Foreign investors’ holdings of Spanish government bonds and bills increased by a record of almost 21 billion euros in November to 273.172 billion, the biggest figure in absolute terms since 2011, according to the latest Treasury figures.
As a result of increased investor confidence, in relative terms foreigners’ holdings of sovereign debt increased by three percentage points to over 40 percent, a level last seen in the middle of 2012.
The main driving force behind this development is the liquidity provided to lenders by the main central banks and the search for higher-yielding debt instruments, which has particularly favored euro-zone peripheral countries such as Spain.

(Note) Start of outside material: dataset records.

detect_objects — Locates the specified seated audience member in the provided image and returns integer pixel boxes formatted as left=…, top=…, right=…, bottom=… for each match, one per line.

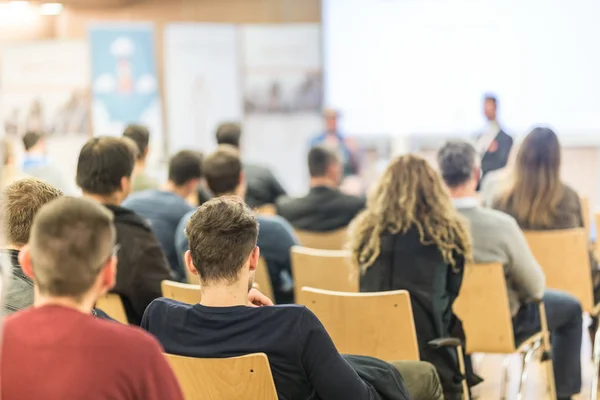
left=349, top=154, right=475, bottom=400
left=123, top=124, right=159, bottom=192
left=1, top=138, right=28, bottom=189
left=1, top=197, right=183, bottom=400
left=176, top=146, right=296, bottom=302
left=438, top=140, right=582, bottom=400
left=124, top=151, right=202, bottom=281
left=76, top=137, right=172, bottom=325
left=215, top=122, right=286, bottom=207
left=277, top=145, right=365, bottom=232
left=491, top=127, right=600, bottom=298
left=144, top=197, right=443, bottom=400
left=3, top=179, right=62, bottom=314
left=21, top=131, right=74, bottom=193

Foreigners’ renewed appetite for Spanish sovereign debt pushed the average yield paid by the Treasury last year down to 2.45 percent, half a percentage point below the levels of 2012, and the second-lowest level after the 2.15 percent paid in 2009.
However, the impact of this in savings for the government in terms of interest payments was offset by the absolute increase in outstanding public debt to close to one trillion euros. The average yield on all outstanding debt fell to 3.73 percent from 3.90 percent a year earlier.
Despite the increase in confidence, foreign holdings of Spanish sovereign debt remain well below the record 54.8 percent of the total registered in 2010. In that year, Spanish banks held only 12 percent of total outstanding bonds and bills, but that figure had increased to 33.8 percent in the first half of 2008, the highest level since 1995.